Before you set the pipeline override, you may want to think about how your file server is organized. The pipeline override directory is essentially a window into your file system, so you should make sure that the directories beneath the override directory will contain only files that users of your LabKey system should have permissions to see. On the LabKey side, subfolders inherit pipeline override settings, so once you set the override, LabKey can upload data files from the override directory tree into the folder and any subfolders.
These steps will help you set up the pipeline, including an override directory, for usage on a single computer. For information on setup for a distributed environment, see the next section.
Notice that you also have the option to override email notification settings at this level if desired .
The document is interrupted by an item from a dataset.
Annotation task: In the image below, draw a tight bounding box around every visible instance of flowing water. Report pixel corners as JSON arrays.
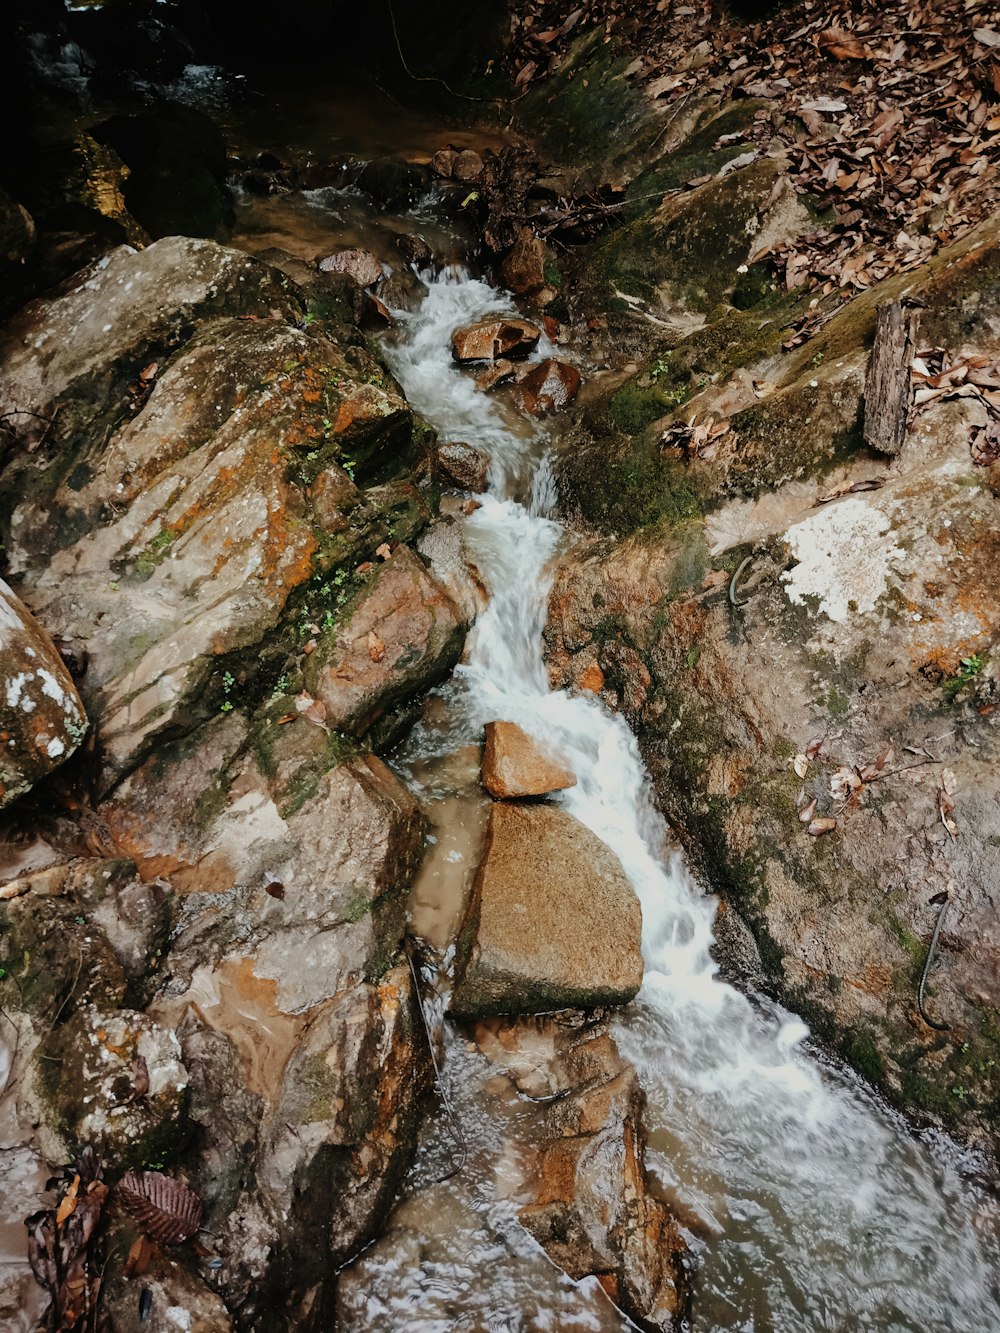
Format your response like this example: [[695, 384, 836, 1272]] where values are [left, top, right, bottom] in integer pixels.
[[235, 177, 1000, 1329]]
MS2 projects that set a pipeline override can specify a supplemental, read-only directory, which can be used as a repository for your original data files. If a supplemental directory is specified, LabKey Server will treat both directories as sources for input data to the pipeline, but it will create and change files only in the first, primary directory.
By default, pipeline files are not shared. To allow pipeline files to be downloaded or updated via the web server, check the Share files via web site checkbox. Then select appropriate levels of permissions for members of global and project groups.
If you are running LabKey Server on Windows and you are connecting to a remote network share, you may need to configure network drive mapping for LabKey Server so that LabKey Server can create the necessary service account to access the network share. For more information, see labkey.xml Configuration File.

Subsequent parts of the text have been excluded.